Los Angeles’ highway authority will settle a two-year-long dispute with Omaha-based contractor Kiewit over the upgrading of a section of Interstate 405, which runs through the city.
Kiewit had sought $518m in extra charges in compensation for disruption to the scheme and breach of contract by the client. Among the problems Kiewit protested were repeated changes to the project’s design and incomplete information during the bidding process.
For example, it said it had not been warned of nine miles of underground utility lines and a drainage culvert that had to be protected during construction, reports the Los Angeles Times.
The firm said in court filings that the design changes made after work began created "staggering" expenses, and that a "bureaucratic quagmire" at the Los Angeles Metropolitan Transportation Authority (Metro) forced it to double to the number of employees on the project from 150 to 300.
Metro and Kiewit submitted their dispute to nonbinding arbitration.

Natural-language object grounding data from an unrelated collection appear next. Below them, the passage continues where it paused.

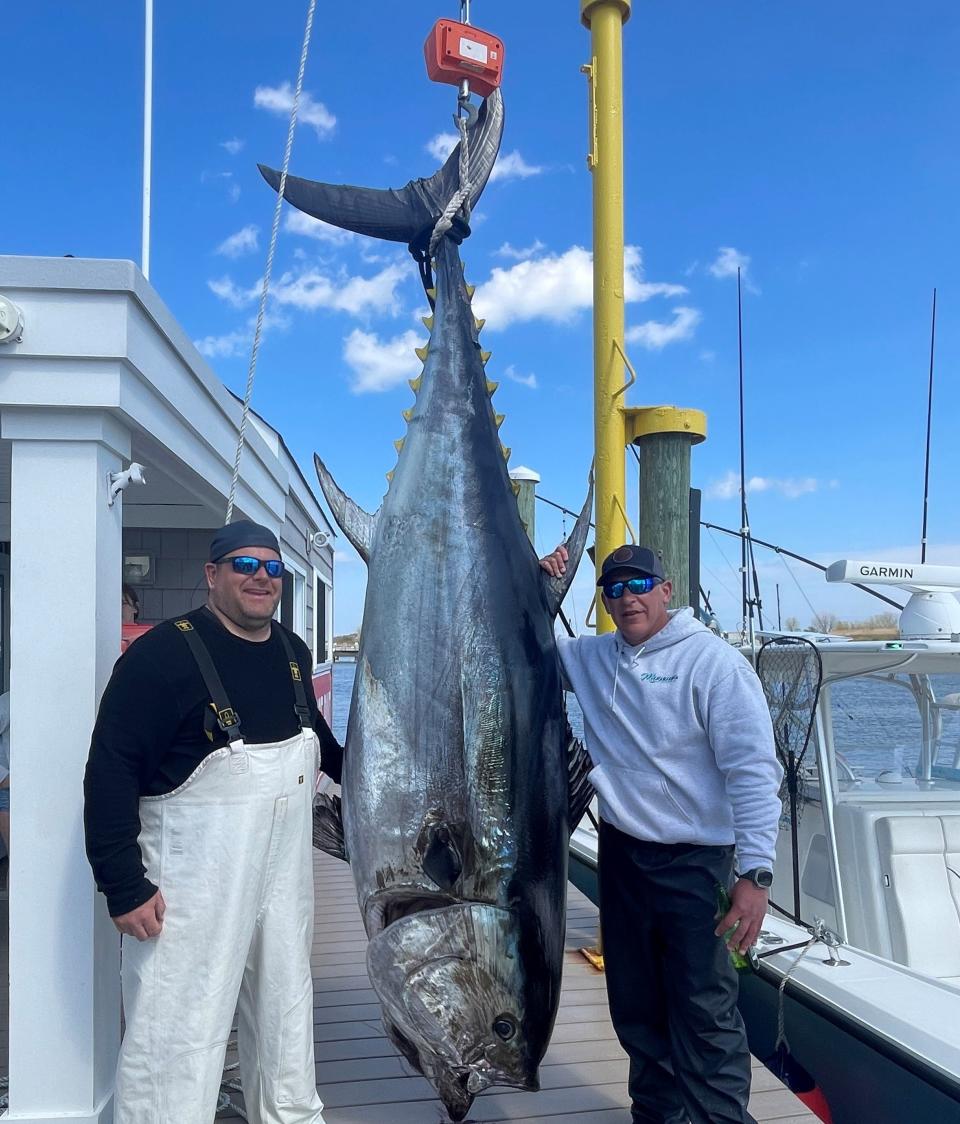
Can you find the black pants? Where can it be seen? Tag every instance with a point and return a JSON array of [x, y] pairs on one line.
[[671, 987]]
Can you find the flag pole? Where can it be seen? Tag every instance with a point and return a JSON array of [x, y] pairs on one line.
[[147, 134]]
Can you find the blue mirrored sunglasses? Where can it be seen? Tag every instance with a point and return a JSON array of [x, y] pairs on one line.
[[636, 586], [246, 564]]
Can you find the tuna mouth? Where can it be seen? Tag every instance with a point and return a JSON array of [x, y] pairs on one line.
[[383, 908]]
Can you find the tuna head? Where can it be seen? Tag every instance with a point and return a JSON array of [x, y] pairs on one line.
[[453, 984]]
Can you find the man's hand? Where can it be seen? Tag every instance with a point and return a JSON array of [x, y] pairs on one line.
[[555, 563], [144, 922], [746, 912]]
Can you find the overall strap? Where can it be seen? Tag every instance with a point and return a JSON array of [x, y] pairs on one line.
[[299, 694], [227, 718]]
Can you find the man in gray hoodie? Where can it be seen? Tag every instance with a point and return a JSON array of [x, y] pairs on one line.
[[688, 780]]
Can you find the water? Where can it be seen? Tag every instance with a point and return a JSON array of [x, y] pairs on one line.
[[876, 725]]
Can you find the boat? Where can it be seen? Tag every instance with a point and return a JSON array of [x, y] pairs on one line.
[[860, 951]]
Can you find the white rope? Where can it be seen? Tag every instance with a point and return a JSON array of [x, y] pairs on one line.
[[459, 198], [820, 934], [265, 288]]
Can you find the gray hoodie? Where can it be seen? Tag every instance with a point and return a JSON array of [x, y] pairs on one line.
[[680, 736]]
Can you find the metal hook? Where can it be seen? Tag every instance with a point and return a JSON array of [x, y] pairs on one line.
[[468, 108]]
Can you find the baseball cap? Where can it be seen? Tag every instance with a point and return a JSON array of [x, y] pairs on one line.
[[630, 559]]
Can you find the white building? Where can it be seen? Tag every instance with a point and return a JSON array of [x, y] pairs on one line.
[[102, 377]]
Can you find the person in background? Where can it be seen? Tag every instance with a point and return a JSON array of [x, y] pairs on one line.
[[129, 605], [198, 817], [686, 773]]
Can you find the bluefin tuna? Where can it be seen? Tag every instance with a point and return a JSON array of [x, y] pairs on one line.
[[461, 781]]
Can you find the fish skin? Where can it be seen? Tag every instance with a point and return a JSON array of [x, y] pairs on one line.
[[458, 751]]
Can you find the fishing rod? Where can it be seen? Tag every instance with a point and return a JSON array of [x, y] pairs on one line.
[[753, 540], [929, 418], [748, 563], [799, 558]]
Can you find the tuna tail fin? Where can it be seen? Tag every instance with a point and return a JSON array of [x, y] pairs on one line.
[[580, 791], [358, 525], [399, 215], [328, 826], [557, 587]]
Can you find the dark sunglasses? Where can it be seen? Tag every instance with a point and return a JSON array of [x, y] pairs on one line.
[[636, 586], [245, 564]]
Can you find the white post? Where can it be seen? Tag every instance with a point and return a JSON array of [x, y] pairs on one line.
[[64, 637], [147, 133]]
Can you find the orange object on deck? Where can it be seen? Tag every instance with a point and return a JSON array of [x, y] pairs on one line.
[[455, 52]]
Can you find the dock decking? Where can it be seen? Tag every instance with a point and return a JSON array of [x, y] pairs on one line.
[[363, 1080]]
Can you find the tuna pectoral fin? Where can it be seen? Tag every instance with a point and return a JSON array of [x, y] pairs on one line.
[[328, 827], [557, 587], [443, 857], [580, 791], [356, 524]]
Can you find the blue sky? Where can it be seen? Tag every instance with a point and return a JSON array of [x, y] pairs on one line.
[[814, 144]]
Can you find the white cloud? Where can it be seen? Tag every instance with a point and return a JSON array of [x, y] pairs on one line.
[[654, 335], [524, 380], [228, 290], [381, 364], [442, 145], [226, 180], [298, 223], [243, 242], [279, 99], [727, 487], [522, 254], [510, 165], [727, 262], [226, 346], [239, 342], [557, 287], [358, 296]]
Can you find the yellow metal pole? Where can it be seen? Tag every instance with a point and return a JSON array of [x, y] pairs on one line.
[[606, 18]]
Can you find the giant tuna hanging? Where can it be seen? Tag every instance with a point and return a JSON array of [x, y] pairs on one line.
[[461, 780]]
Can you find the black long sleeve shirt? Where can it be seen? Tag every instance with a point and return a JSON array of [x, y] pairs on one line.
[[155, 725]]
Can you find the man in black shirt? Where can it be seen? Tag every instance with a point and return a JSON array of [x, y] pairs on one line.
[[198, 821]]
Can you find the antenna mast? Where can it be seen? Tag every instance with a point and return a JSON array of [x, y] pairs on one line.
[[929, 418]]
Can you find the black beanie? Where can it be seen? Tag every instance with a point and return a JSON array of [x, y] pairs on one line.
[[239, 534]]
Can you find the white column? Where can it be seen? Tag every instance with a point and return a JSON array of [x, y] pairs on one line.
[[65, 553]]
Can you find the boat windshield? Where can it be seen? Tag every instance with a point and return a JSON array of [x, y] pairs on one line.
[[888, 731]]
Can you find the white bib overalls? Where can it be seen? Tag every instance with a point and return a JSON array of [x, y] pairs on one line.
[[231, 851]]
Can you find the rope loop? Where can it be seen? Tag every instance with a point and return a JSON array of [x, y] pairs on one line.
[[459, 200]]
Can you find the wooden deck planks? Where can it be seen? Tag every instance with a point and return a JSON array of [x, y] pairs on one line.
[[363, 1080]]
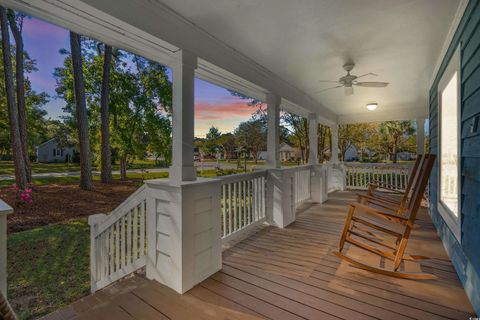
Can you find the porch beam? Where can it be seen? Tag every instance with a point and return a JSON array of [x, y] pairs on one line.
[[273, 130], [183, 115], [420, 135], [313, 138], [334, 155]]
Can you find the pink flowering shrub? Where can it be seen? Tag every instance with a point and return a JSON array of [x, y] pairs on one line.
[[23, 197]]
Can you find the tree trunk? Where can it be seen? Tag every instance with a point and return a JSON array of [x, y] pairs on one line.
[[20, 78], [82, 117], [123, 168], [18, 158], [106, 174]]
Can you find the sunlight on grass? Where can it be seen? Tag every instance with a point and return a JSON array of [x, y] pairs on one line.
[[48, 268]]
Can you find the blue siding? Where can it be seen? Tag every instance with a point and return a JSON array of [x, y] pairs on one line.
[[465, 255]]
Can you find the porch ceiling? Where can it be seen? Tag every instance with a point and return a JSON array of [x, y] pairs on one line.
[[285, 46], [309, 40]]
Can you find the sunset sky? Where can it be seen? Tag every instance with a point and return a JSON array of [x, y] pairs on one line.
[[213, 105]]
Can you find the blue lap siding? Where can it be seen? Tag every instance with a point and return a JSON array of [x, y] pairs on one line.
[[465, 255]]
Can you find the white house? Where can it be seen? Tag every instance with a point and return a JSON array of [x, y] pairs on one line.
[[50, 151]]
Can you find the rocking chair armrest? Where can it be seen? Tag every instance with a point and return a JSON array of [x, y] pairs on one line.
[[376, 211]]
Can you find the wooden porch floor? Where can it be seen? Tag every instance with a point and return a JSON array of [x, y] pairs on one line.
[[291, 274]]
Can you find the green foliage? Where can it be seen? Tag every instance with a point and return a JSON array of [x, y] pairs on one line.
[[37, 125], [251, 136], [140, 102]]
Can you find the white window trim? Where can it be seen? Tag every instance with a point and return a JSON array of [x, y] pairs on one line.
[[453, 222]]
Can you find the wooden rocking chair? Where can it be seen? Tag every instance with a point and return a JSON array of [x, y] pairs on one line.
[[397, 200], [372, 229]]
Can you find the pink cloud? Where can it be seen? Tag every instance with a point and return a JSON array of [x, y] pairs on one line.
[[223, 111], [37, 28]]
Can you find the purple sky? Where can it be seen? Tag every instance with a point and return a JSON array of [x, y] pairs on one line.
[[214, 105]]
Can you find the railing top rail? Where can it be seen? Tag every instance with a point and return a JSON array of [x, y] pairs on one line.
[[296, 168], [242, 176], [121, 210], [378, 165]]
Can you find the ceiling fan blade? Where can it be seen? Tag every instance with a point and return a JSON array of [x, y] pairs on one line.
[[371, 84], [368, 74], [328, 89]]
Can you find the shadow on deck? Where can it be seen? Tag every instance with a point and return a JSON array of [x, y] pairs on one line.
[[291, 274]]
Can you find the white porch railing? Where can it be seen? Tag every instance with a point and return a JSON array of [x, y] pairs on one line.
[[118, 241], [242, 203], [359, 175], [188, 223]]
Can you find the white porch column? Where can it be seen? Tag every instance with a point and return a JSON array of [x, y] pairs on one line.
[[5, 209], [183, 68], [334, 155], [313, 138], [420, 135], [273, 130], [184, 232]]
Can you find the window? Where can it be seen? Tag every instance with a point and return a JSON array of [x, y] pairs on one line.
[[449, 153]]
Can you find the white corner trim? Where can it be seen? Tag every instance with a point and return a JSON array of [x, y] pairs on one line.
[[451, 33]]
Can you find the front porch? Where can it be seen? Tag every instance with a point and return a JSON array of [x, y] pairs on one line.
[[290, 273]]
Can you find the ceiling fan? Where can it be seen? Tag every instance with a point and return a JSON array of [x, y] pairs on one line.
[[350, 80]]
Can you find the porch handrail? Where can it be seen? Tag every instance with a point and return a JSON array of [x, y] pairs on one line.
[[118, 241], [243, 204], [359, 175]]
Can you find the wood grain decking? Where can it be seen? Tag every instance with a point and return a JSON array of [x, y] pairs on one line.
[[291, 274]]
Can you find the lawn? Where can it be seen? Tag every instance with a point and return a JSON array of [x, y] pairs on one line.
[[6, 167], [48, 268]]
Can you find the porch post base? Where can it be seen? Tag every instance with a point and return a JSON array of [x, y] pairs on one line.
[[280, 207], [319, 184], [183, 232]]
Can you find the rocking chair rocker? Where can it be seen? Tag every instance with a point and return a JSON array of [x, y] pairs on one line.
[[372, 229]]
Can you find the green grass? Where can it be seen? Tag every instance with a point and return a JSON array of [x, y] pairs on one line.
[[48, 268], [208, 173], [6, 167]]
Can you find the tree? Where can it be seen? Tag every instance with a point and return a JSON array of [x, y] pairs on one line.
[[82, 117], [324, 133], [16, 143], [251, 135], [394, 135], [106, 170], [298, 129], [211, 144], [16, 24], [353, 135]]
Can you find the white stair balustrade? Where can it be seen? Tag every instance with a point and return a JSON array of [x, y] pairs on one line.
[[242, 203], [359, 175], [118, 241]]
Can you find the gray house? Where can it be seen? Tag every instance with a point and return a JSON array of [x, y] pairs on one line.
[[50, 151]]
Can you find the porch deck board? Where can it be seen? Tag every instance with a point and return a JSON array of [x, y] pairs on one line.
[[291, 274]]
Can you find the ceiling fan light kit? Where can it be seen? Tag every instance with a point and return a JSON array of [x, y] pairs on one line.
[[350, 80]]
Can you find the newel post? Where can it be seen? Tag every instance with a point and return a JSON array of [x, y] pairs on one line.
[[94, 220], [5, 209], [280, 204]]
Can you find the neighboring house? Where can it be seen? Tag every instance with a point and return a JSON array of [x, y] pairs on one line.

Metro said the settlement agreed after the arbitration did not assign blame to it "so much as it is acknowledged the substantial scope changes that happened".
John Fasana, the chairman of Metro, told the Los Angeles Times: "Frankly, there were deficiencies. Metro could have continued to negotiate the settlement but we had some culpability, and it was time to move forward."
The total cost of the scheme will now be set at $1.6bn.